My two dear JDRF friends played this video right before I was up to speak. I should have known I was going to be a mushy mess because moments before the presentation, one of my friends handed me a wad of Kleenex and gave me a comforting pat on the shoulder.
So as my sleep-deprived mind slowly falls apart, I now have to get up in front of this large group of high school kids and help persuade them to pick JDRF. At the same time, I can't stifle the tears, so I let them go. I decide that I might as well let this group of young people know what type 1 diabetes is really like and I open with that thought... 'Type 1 Diabetes is hard'. As I talk to the kids about my daughters, their friends living with type 1 diabetes and the many adults that still do not have a cure, I notice that by the end of the presentation, a few are quietly tearing up too. I summarize why it is so very important to help JDRF find a cure and I listen as the kids clap. A few come up to say thank you to me and to offer a hug of support when I am done.

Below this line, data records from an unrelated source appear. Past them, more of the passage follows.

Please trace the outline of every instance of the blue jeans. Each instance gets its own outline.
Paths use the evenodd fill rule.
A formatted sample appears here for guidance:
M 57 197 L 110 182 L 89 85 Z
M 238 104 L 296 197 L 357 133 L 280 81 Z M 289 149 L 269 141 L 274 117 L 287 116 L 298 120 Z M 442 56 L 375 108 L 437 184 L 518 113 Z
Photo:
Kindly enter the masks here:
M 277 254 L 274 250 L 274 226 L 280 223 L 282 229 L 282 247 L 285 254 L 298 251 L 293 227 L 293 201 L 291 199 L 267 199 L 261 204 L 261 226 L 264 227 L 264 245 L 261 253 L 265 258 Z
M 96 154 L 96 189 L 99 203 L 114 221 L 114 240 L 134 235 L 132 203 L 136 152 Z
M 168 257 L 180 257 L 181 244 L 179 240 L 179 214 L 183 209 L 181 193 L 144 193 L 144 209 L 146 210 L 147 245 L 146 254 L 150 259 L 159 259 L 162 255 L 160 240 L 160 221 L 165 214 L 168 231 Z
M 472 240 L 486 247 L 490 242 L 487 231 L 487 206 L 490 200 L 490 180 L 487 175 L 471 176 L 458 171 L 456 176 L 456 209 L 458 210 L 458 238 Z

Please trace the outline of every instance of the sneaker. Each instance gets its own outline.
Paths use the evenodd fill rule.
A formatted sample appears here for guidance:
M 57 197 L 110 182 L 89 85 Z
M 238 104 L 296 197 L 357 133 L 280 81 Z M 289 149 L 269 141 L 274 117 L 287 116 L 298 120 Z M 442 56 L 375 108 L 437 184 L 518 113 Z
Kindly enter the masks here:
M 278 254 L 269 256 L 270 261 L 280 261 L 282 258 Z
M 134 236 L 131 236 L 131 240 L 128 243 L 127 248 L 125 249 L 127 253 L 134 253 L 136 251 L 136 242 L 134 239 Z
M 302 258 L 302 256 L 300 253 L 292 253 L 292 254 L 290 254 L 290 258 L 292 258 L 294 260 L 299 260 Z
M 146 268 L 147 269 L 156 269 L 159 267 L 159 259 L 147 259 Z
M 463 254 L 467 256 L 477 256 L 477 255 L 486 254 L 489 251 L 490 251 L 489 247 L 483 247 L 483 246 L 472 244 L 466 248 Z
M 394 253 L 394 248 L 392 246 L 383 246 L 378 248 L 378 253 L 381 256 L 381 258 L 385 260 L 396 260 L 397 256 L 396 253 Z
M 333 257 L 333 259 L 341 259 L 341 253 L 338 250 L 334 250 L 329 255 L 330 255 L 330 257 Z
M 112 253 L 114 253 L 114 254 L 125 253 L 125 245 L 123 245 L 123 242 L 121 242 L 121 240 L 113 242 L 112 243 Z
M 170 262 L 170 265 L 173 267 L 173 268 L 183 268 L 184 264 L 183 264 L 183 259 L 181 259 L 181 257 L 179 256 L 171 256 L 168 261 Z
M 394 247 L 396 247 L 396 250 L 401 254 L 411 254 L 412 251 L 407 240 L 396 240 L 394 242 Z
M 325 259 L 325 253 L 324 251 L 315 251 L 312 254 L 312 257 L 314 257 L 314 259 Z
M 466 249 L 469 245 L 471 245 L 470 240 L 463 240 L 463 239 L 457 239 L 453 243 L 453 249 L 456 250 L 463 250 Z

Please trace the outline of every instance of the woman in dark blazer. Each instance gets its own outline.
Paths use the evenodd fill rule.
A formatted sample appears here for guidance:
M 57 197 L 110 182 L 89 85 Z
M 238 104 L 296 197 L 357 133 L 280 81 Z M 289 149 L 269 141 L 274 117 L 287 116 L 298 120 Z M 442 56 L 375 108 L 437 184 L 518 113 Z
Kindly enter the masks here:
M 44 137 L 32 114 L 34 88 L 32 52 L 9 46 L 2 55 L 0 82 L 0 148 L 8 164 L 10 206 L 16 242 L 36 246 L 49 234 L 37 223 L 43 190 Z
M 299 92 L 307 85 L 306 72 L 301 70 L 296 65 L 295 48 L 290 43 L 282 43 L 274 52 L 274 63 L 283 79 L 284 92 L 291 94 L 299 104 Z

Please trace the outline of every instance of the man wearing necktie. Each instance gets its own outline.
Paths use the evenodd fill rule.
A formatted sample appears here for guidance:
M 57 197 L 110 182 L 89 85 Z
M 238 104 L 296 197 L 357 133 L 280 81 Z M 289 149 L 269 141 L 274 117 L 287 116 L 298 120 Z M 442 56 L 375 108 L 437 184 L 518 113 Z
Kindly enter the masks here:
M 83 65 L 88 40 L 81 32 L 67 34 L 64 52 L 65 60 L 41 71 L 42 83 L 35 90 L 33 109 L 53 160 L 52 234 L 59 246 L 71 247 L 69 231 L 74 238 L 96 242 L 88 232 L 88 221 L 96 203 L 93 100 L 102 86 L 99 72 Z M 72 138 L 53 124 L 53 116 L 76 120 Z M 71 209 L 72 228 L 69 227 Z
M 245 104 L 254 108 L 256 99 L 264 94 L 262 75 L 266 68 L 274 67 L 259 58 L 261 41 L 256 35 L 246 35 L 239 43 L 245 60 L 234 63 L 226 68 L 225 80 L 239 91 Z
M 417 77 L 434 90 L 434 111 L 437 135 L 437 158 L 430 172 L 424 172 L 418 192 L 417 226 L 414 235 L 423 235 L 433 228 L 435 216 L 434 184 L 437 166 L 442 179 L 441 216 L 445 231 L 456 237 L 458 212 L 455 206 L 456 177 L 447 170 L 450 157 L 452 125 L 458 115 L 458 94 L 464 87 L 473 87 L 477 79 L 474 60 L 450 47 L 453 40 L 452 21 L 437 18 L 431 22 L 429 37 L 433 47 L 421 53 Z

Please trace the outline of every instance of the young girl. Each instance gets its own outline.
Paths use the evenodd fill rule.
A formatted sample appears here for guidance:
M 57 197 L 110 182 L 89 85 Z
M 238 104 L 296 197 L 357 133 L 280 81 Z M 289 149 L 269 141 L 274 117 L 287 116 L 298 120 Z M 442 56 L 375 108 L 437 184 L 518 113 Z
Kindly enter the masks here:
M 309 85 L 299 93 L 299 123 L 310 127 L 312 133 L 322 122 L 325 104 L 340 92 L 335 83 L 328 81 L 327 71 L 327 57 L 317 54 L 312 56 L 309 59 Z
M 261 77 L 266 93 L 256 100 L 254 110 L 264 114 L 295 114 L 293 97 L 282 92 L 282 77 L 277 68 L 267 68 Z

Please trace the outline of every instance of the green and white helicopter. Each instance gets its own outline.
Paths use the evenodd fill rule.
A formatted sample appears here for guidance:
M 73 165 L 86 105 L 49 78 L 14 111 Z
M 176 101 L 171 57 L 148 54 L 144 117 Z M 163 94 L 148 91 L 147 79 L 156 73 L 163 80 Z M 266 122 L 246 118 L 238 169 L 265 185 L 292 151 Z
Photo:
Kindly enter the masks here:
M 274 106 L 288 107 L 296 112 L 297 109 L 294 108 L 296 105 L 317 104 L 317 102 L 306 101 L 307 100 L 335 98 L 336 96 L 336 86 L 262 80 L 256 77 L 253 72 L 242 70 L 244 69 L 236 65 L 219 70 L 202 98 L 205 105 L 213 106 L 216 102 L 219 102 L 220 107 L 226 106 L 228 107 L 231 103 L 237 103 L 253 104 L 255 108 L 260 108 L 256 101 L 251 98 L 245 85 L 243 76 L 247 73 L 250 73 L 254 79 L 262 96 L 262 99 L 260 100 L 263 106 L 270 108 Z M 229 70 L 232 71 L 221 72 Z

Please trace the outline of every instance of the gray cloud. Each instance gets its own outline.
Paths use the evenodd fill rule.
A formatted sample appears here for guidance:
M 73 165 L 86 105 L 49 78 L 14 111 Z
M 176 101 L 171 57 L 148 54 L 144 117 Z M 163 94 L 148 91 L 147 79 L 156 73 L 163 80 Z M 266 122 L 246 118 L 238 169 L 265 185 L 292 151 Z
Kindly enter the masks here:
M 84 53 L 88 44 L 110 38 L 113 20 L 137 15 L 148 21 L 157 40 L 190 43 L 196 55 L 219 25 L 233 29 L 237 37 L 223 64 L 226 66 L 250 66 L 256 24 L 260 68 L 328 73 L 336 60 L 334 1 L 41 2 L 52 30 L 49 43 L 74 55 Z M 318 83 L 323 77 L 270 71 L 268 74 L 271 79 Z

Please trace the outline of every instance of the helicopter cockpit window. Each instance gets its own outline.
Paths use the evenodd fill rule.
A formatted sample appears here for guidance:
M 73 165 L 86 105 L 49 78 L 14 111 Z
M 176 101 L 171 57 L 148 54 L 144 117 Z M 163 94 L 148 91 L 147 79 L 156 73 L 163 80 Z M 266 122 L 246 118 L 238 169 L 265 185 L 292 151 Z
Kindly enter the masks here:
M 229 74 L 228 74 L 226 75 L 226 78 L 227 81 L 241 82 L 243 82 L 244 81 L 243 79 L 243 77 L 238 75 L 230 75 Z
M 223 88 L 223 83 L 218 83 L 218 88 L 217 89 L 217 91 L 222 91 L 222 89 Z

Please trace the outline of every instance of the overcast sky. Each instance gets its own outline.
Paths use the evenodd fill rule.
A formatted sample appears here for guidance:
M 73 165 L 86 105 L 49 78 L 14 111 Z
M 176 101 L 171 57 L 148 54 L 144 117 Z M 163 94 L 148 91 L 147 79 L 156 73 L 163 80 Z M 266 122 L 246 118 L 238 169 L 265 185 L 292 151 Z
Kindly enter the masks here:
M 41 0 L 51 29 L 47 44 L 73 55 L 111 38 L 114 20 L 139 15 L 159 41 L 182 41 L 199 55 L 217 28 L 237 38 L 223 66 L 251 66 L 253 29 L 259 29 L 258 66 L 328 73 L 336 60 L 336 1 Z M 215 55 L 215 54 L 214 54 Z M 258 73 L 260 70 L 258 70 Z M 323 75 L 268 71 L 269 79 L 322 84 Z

Sigh. Such sweet kids, too. Some even dressed up in ties and business suits. If I was less overwhelmed, I would have loved to stay and hear their thoughts for each of the presentations. Truly, this is a group of kids that will one day be our future leaders. However, at this point, I just want to find that wad of Kleenex and make a speedy get-a-way.
Except for this...
At the entrance of the room, a new family appears. A beautiful, pale, thin child wearing a karate gi has appeared. She is flanked by her mother and her father and they are holding her up as she makes her way towards me. Clearly the little girl is ill. We lock eyes for a split second and she offers a small smile. She is there to do the same thing as me but to speak on behalf of the Cystic Fibrosis Foundation. My tears flow again and I feel the room spin. I give my hasty good-byes to my JDRF friends and head out.
The unspoken thought that runs through my head is akin to the horror of dealing with disease; for the child in the karate gi, for her parents, for my girls, and for the Naturally Sweet Dad and even myself.
Please, research. We ALL need a CURE.